Crew members from the Oklahoma were buried in either the Halawa or Nu’uanu cemeteries initially, but in September 1947 the American Graves Registration Service disinterred the remains and transferred them to an identification laboratory at Schofield Barracks in Honolulu.
The laboratory confirmed the identities of 35 members of the Oklahoma crew killed in the attack.

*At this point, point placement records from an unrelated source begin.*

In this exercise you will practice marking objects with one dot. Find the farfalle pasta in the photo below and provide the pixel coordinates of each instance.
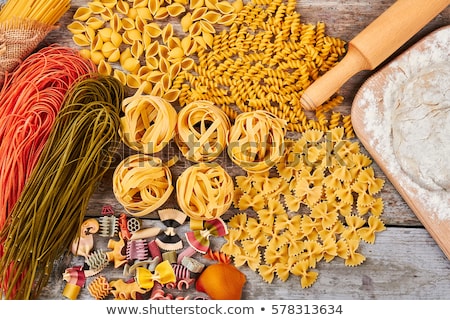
(256, 140)
(142, 184)
(149, 122)
(202, 130)
(204, 191)
(325, 205)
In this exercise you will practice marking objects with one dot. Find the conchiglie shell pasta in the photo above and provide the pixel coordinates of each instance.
(175, 9)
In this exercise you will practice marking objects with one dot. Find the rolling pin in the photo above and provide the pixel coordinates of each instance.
(379, 40)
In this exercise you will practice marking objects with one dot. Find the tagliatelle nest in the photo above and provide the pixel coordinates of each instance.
(256, 140)
(142, 184)
(321, 205)
(202, 130)
(205, 191)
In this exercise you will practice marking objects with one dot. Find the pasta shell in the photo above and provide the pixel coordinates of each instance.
(104, 68)
(152, 50)
(174, 70)
(211, 4)
(125, 55)
(132, 13)
(161, 14)
(167, 32)
(155, 76)
(195, 4)
(198, 13)
(128, 23)
(153, 30)
(85, 53)
(97, 56)
(154, 6)
(116, 39)
(107, 15)
(140, 24)
(186, 22)
(114, 56)
(137, 48)
(96, 7)
(90, 33)
(123, 7)
(163, 52)
(207, 27)
(187, 63)
(175, 9)
(166, 82)
(164, 65)
(131, 64)
(140, 3)
(81, 40)
(105, 34)
(225, 7)
(97, 43)
(121, 76)
(173, 43)
(82, 14)
(133, 81)
(76, 27)
(116, 23)
(227, 19)
(211, 16)
(152, 62)
(108, 48)
(171, 95)
(176, 54)
(195, 29)
(110, 4)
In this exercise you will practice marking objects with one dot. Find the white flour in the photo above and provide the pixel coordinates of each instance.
(377, 117)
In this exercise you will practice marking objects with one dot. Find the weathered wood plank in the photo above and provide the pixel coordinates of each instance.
(403, 263)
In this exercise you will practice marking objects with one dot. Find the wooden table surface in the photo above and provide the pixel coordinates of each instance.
(404, 263)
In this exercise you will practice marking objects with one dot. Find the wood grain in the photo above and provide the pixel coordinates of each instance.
(404, 262)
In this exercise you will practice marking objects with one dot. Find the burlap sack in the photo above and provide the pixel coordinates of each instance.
(18, 38)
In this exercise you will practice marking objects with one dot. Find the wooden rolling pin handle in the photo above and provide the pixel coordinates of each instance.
(324, 87)
(373, 45)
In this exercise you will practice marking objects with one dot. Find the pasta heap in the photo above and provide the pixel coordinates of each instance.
(51, 208)
(149, 122)
(205, 191)
(256, 141)
(240, 56)
(142, 184)
(320, 206)
(202, 131)
(28, 113)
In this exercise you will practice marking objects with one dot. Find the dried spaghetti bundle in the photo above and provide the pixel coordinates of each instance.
(23, 25)
(51, 208)
(29, 101)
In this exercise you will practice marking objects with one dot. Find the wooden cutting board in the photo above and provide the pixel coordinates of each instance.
(371, 110)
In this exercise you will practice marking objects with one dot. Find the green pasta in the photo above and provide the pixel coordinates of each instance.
(52, 206)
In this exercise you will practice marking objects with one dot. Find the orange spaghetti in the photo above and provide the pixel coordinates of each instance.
(30, 99)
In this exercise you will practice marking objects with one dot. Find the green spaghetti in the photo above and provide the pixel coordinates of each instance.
(52, 206)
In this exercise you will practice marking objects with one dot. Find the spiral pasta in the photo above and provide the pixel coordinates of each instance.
(202, 130)
(149, 122)
(142, 184)
(256, 140)
(205, 191)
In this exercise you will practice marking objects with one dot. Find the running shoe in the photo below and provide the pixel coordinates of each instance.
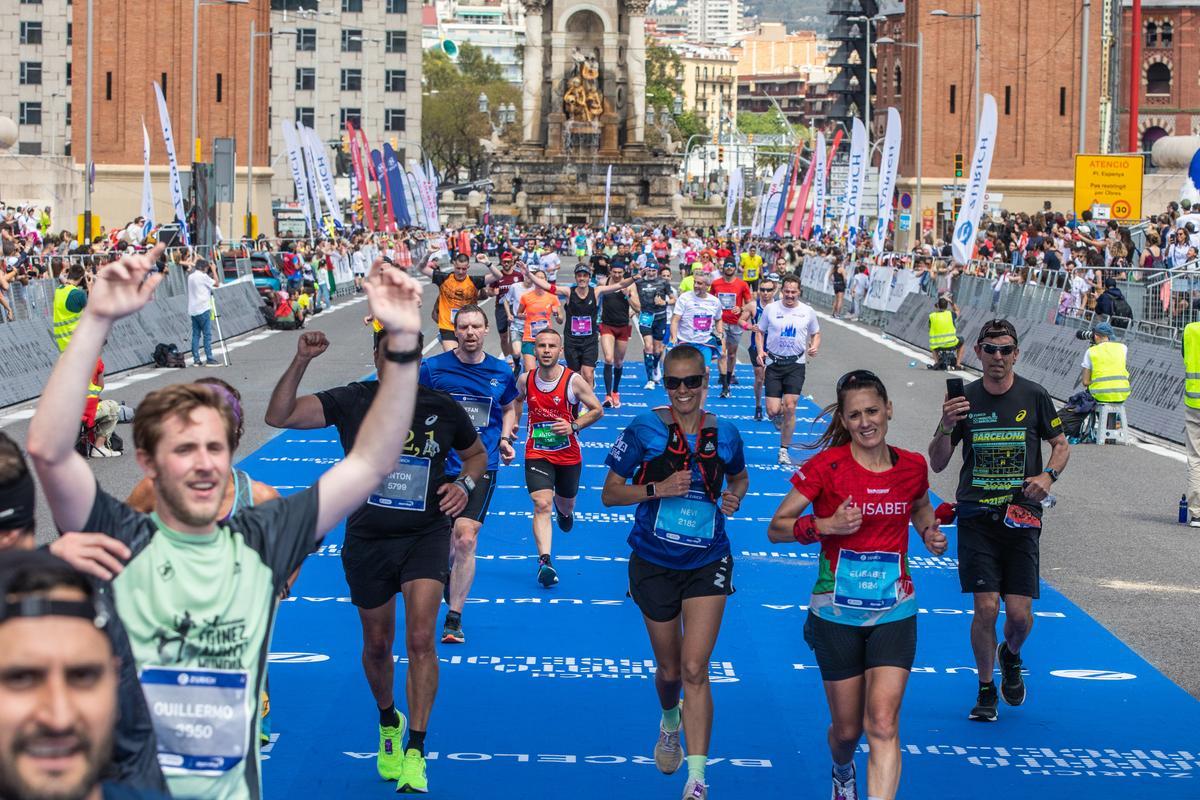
(667, 751)
(845, 789)
(546, 575)
(1012, 684)
(390, 759)
(985, 704)
(453, 635)
(412, 774)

But 46 other remains were unidentified, and they were reinterred at the National Memorial Cemetery of the Pacific, also known as the Punchbowl.
In October 1949 a military board classified the remains as “non-recoverable,” according to the military.
However, in April 2015 Robert Work, deputy Secretary of Defense, ordered that the unidentified remains of the Oklahoma’s crew be exhumed for analysis using modern forensic methods.
Scientists from the Defense POW/MIA Accounting Agency confirmed Corn’s identity using Y-chromosome DNA analysis, as well as dental analysis, according to the Defense Department.
Corn was officially identified on Aug. 14, 2019.
His burial was initially scheduled for May 2020, but that ceremony, along with others, was delayed due to the pandemic, said Gene H. Hughes, POW/MIA communications chief for Navy Personnel Command public affairs.
Corn’s great-nephew, Edward Griffin, has a packet of Corn’s military records and other documents that the Navy compiled.
Griffin, who was living in New Mexico, said in a 2020 interview that Corn’s father, Parks James Corn, was the brother of Griffin’s maternal grandmother.
Griffin said he never met Parks Corn.
“I had no idea what my grandmother’s maiden name was, or even that she had a brother,” Griffin said in a telephone interview.
Navy records show that Robert Corn was born on June 19, 1917, at Ashland, Oregon.
It’s not clear when the family moved to Baker City.
The 1935 Nugget, the yearbook for Baker High School, noted that Corn “entered from Huntington High School.”
According to the Nugget, Corn went by “Bob,” was interested in hiking, studied science and was a member of the Boys’ League.
Military records show that Corn enlisted in the Navy on Dec. 15, 1936, signing up for a four-year hitch.
He re-enlisted on Dec. 13, 1940 — six days shy of one year before the Pearl Harbor attack.
According to records, in 1936 Corn’s parents — his mother’s name was Agnes — lived at 1170 Walnut St. in Baker.
Corn was married, although the date of the ceremony is not among the records.
A rear admiral notified Corn’s wife, Sirrena Elaine Corn, on Dec. 20, 1941, that her husband was missing in action. Her address was in Kansas City, Kansas.